We spoke of Carlton Alexander of Jamaica; Sydney Knox and Ken Gordon of Trinidad & Tobago and Victor Goddard of Barbados to mention a few, and wondered who it was today that had the business acumen, patriotism, high ethical standards and knowledge of the people of the region that these men exhibited in previous times of crisis.
It was my great privilege to have known and worked with Mr. Alexander in the early 1980’s in a joint venture between Grace Kennedy, Goddards and Marriott. Carlton was above all a patriot and had an abiding love for the people of Jamaica. In a decade of ruinous policies that savaged the Jamaican economy and impoverished the population, Carlton stood firm guiding his company through the dangerous shoals of economic and political perils. At a time when ten thousand managers and their families abandoned all hope and left their native shores for Canada, the United Kingdom and the United States, Carlton stood firm and was a steadying hand for both Grace Kennedy and the bruised and battered business community.

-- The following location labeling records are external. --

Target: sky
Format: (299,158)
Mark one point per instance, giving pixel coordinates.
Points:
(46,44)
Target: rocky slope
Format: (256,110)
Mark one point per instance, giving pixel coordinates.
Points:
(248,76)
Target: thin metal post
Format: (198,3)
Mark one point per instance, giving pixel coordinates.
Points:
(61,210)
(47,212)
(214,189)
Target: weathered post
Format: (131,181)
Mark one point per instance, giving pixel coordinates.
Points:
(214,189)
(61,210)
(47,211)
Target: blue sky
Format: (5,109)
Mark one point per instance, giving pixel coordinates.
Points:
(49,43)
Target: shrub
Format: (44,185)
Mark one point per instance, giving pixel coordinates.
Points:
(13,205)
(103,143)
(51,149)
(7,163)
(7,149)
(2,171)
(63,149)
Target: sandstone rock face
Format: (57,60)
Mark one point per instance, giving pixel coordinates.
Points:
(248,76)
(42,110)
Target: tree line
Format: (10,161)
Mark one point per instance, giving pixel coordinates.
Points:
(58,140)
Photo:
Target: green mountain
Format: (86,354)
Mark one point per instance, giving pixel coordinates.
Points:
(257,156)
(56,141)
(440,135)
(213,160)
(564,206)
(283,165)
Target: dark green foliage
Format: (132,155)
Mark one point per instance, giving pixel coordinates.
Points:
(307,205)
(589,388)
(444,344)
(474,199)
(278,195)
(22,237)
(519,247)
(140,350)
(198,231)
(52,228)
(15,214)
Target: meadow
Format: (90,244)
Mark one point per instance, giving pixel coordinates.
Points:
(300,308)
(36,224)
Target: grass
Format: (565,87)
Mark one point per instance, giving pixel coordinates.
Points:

He believed in his fellow countrymen and fought to introduce a sense of economic reality at a time when Manley’s socialist dreams, increased statist policies and romantic international adventurism wrought havoc in Jamaica and brought poverty to all.
Carlton’s philosophy was mirrored across the Caribbean by his peers who saw the Caribbean as one market, understood the consumer and believed in giving value for money. They appreciated hard work and never asked anyone to do anything they would not do themselves. They believed in high ethical standards and greatly appreciated the loyalty of their employees and customers; something that they instinctively knew had to be earned rather than demanded. They all felt a need to give back to the community where they did business and did so in many ways that did not garner flashy news headlines and staged photographs. But the people knew and appreciated their involvement in their communities.
Major business decisions were never taken without consideration of the national interest and how it affected the country. These men may not have worn patriotism on their sleeves but it was always close to their hearts. They came together when private business was under threat in the last half of the previous century through global financial crisis and ruinous political experimentation. They provided leadership to the wider business community and contributed to economic growth and expansion as they participated in something that was bigger than themselves or their companies, the Caribbean Association of Industry and Commerce.
Today we face even greater challenges and we asked “where are the business patriots of today?” are they forging solutions to our common regional problems or at we at sea in rafts of individuality each seeking his own path out of the morass in search of personal gain?
Today there are myriad problems facing our societies that should involve business leaders across the region. It is time for a reinvigorated CAIC to bring together our most prominent business leaders to address regional problems and to exert a measure of business leadership that seems to be absent from our landscape. Or have we lost a sense of common purpose?